Having demonstrated feasibility, and established a safe high administered activity level, we now plan to proceed to formally test response to treatment in a phase II single arm study. The main endpoints of this study will be palliative, using quality of life, pain score, and analgesic diaries. However we will also be analysing bone scans for the disappearance of bone metastases and change in biochemical parameters including PSA. Our preliminary assessment suggests 22% of lesions are ablated (McCready et al, 1999). A major consideration for the future role of this treatment strategy is the cost benefit. This will be addressed in our phase II trial where the potential benefit of the treatment will be established.

In tandem with our current study we are also investigating methods of dosimetry. Relationships between the administered activity and the dose to bone marrow and to individual metastasis are being studied. Factors involved include body weight, glomerular filtration rate and metastatic burden.

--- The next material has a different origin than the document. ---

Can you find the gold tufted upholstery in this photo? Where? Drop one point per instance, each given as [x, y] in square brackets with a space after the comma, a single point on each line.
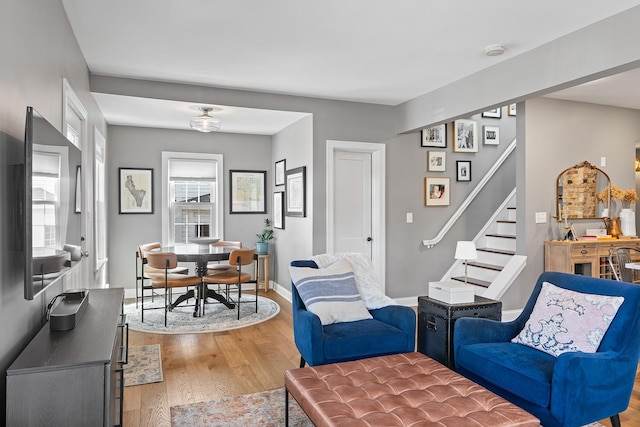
[407, 389]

Our hope for the treatment is to prolong symptom free life for patients with hormone refractory prostate cancer metastatic to bone. In theory the radiation dose may be adequate to successfully ablate micrometastases. Bone metastases which elicit enough osteoblastic activity to be detected on bone scanning may be beyond ablation by this method. Recent work (Tu et al, 2001) has shown a survival advantage for the addition of strontium-89 to chemotherapy in patients with advanced androgen-independent prostate cancer. We are planning future studies to investigate the combination of chemotherapy with high activity Re-186 HEDP. It is possible that high activity therapy with peripheral blood stem cell rescue using other radionuclides with a short half-life may be valuable both in prostate cancer and other malignancies. We have established that acute toxicity is very acceptable even in this relatively elderly population. Further follow-up and study will be required to find out if there are any more long term effects on bone marrow function from effects on supporting bone marrow stromal cells.